Ethan ni siquiera apartó la vista de la pantalla.
«Dile que se pudra. No voy a pagar su fianza. Que disfrute de la hospitalidad del Estado».
—Entendido. —Vance vaciló un momento—. Hay algo más. Se han intensificado los rumores sobre la aparición de «La Cirujana» en la Gala Médica de mañana. La prensa está especulando.
Ethan soltó una risa breve y amarga.
—Que especulen. La verdadera «Cirujana» está encerrada arriba, y no va a salir de esta casa hasta que nazca ese bebé y recupere el sentido común.
«¿Y si intenta algo? Es… ingeniosa».
«Para eso estás aquí, Vance. Si pone un pie fuera de esa habitación sin mi permiso, tú perderás los tuyos. ¿Queda claro?».
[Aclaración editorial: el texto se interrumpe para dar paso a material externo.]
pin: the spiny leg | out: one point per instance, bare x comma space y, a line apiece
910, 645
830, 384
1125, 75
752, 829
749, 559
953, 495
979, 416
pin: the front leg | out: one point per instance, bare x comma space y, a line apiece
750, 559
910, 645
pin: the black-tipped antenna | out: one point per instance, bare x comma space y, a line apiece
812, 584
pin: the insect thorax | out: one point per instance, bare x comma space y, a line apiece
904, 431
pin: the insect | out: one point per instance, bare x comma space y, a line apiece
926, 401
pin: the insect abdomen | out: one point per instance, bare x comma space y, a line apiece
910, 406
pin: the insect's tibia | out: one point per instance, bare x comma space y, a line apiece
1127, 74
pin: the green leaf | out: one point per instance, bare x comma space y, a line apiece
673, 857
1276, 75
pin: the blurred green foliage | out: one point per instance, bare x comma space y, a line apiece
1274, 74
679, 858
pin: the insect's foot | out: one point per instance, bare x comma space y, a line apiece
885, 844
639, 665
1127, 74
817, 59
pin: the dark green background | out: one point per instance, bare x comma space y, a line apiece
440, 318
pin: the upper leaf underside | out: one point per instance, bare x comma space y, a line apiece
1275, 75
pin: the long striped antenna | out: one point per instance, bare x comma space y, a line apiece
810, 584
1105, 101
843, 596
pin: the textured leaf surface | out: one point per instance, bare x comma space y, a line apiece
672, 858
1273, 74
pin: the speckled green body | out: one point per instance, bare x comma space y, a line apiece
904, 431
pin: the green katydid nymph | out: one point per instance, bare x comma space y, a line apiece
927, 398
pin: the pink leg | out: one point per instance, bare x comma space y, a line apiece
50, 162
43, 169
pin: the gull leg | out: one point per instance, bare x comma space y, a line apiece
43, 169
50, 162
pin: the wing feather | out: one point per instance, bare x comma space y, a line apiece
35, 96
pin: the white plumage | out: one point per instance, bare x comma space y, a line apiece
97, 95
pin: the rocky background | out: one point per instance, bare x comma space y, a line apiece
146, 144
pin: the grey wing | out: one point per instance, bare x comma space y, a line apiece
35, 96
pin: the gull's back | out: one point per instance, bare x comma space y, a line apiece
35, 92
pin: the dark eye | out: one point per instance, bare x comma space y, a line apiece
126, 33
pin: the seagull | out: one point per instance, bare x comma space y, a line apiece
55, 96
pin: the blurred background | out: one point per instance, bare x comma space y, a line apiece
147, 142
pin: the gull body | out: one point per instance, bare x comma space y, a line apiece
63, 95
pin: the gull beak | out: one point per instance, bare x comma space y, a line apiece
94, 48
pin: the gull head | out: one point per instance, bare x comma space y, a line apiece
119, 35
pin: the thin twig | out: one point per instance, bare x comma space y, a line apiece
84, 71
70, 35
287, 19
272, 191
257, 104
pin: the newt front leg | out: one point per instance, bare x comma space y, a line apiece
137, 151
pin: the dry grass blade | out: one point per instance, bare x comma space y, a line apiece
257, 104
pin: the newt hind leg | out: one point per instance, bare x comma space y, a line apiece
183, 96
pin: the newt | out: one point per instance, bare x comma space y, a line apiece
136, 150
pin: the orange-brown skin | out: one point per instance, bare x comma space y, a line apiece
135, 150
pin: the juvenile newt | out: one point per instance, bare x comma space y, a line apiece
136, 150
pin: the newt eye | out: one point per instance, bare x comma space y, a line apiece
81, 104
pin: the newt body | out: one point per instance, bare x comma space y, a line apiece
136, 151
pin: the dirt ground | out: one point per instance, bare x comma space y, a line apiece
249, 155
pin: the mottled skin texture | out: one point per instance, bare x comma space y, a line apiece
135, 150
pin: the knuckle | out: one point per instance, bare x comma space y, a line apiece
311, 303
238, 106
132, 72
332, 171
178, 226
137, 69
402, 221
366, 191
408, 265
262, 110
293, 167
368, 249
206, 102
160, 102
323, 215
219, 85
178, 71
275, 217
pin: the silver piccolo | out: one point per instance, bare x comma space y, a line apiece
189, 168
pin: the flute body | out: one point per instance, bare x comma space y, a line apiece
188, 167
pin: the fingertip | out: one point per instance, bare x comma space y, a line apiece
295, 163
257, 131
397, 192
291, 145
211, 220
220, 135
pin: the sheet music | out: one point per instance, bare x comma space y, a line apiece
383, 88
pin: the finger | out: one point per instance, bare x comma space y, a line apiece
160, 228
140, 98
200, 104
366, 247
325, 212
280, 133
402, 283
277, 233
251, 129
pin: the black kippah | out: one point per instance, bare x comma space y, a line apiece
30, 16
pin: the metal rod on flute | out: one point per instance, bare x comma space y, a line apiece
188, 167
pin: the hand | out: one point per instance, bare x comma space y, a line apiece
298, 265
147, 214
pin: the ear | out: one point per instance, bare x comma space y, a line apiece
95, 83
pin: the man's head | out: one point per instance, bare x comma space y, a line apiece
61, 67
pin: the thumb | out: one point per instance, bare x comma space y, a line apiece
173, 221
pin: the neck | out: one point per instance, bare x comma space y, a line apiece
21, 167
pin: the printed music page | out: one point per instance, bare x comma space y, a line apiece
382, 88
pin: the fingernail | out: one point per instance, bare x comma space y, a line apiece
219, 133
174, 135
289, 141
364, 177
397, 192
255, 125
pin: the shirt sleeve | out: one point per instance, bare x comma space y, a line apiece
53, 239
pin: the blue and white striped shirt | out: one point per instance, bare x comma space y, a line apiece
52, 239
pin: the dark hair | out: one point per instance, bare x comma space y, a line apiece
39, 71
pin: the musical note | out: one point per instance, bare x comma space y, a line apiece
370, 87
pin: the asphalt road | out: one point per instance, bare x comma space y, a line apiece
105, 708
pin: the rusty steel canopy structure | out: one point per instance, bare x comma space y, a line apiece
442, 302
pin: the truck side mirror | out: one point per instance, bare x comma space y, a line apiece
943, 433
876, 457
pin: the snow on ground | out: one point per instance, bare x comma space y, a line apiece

Vance asintió y se retiró.
Arriba, en la habitación cerrada con llave, Iris Sterling se levantó de la cama. Sabía que él la estaba observando. Podía sentir el peso de su obsesión.
Se dirigió al baño, el único lugar sin cámaras. Abrió el grifo del lavabo para crear ruido de fondo. A continuación, se quitó del dedo índice el pesado anillo de plata con una gran piedra de ónix. Era una pieza antigua, una reliquia de su madre, lo único que Ethan no se había atrevido a confiscarle porque pensaba que tenía valor sentimental. Iris presionó un punto casi invisible en el engaste de la piedra. El ónix se deslizó hacia un lado, dejando al descubierto un diminuto compartimento que albergaba un chip no más grande que una lenteja.
Era su póliza de seguro. Un transmisor de emergencia de grado militar que Julian le había dado hacía meses, advirtiéndole que lo utilizara solo en una situación de vida o muerte.
Lo pulsó tres veces. Una señal de SOS.
No sabía si Chloe o alguien de su red seguía a la escucha tras la caída de Xavier. Pero tenía que intentarlo. La Gala Médica era mañana. Si no aparecía, si no reclamaba su lugar y ponía al descubierto la podredumbre definitiva de los Sterling y la tiranía de Ethan, nunca sería libre.
Se miró en el espejo. Sus ojos grises, reflejados en el cristal, cambiaron. La dulzura de la futura madre se endureció. La resignación de la prisionera se evaporó. Lo que quedó fue acero quirúrgico.
«Mañana», susurró a su reflejo. «Mañana, Ethan Kensington aprenderá que no se puede encerrar una tormenta».